Schedular payments: withholding for labour-only contractors
Payments to contractors who mainly supply labour can be schedular payments, where the payer withholds tax at source and pays it to Inland Revenue, much like PAYE but for contractors [1] . Labour-only building work is a common case. The contractor completes an IR330C tax rate notification and chooses a withholding rate; if no rate is chosen, the payer must use the standard rate [2] .

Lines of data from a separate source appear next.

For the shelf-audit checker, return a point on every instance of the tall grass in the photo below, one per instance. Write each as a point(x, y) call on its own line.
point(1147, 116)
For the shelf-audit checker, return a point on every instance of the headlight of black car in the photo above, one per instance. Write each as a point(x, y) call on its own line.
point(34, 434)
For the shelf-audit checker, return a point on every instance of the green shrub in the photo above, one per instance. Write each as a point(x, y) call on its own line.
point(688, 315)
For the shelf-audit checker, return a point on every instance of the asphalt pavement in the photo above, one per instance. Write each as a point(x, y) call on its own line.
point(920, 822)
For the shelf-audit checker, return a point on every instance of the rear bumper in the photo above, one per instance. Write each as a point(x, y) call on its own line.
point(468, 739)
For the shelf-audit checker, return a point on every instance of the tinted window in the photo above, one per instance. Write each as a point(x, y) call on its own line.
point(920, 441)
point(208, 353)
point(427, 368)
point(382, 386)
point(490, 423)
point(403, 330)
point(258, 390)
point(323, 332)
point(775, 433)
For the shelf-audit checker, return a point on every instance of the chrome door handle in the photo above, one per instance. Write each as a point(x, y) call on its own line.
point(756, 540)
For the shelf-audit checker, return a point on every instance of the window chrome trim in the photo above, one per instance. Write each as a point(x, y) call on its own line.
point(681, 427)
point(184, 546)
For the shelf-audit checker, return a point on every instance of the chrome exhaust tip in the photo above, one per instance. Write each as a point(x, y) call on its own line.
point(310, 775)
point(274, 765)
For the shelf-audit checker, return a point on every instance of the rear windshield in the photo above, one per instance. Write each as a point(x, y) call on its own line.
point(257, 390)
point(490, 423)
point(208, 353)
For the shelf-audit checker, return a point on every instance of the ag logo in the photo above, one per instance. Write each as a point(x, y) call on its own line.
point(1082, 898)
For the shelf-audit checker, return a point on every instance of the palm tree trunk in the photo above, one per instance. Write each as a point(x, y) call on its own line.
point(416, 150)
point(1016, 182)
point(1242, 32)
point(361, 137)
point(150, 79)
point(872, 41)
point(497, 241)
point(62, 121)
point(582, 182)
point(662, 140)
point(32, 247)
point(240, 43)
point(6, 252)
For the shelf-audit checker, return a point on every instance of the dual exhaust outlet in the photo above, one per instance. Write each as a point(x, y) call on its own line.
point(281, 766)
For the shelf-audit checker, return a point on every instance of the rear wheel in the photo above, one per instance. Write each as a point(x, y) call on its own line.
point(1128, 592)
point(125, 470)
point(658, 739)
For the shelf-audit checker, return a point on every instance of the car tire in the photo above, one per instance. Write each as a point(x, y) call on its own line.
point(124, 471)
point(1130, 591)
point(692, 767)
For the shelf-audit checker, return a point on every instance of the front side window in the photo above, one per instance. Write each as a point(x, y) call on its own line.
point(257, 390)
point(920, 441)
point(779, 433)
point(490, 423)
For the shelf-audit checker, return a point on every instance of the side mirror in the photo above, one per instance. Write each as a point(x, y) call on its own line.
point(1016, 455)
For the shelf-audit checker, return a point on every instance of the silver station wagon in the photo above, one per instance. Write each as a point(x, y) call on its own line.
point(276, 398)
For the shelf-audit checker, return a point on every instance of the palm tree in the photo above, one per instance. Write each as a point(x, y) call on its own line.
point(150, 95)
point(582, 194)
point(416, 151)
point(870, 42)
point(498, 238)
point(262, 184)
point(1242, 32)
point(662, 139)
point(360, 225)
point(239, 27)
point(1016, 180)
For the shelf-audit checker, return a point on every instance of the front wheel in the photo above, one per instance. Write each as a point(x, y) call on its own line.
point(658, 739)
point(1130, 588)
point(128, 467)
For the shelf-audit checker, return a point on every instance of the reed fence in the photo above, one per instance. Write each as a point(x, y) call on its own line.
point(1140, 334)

The withheld tax is a credit against the contractor’s end-of-year income tax, not a final tax, so a labour-only builder still files a return and claims expenses against gross income. Keeping the IR330C and every buyer-created or contractor invoice is essential to reconcile the withholding.
Provisional tax
Once a trade business is established, Inland Revenue asks for provisional tax: income tax paid in instalments during the year rather than in one lump sum. The trigger is having residual income tax of more than $5,000 in the prior year [3] .
GST
You must register for GST once turnover passes $60,000 in any 12-month period [3] . A registered tradie charges 15% GST and claims it back on tools, materials, fuel, and other business costs through GST returns; the mechanics are in the New Zealand GST guide. The common slip is claiming the full GST on an asset that has private use, when the claim should follow the business-use share.
Vehicles and travel
Inland Revenue allows three ways to claim vehicle costs [4] :
| Method | How it works |
|---|---|
| Logbook | Record business trips for three months, then claim that business-use percentage of running costs |
| 25% of running costs | A flat default where business use is hard to evidence |
| Actual costs | Full business records, claiming the business portion of every cost |
A vehicle used only for the business can claim the full running costs [4] . The claim mileage in New Zealand guide covers the kilometre-rate alternative for lighter business use.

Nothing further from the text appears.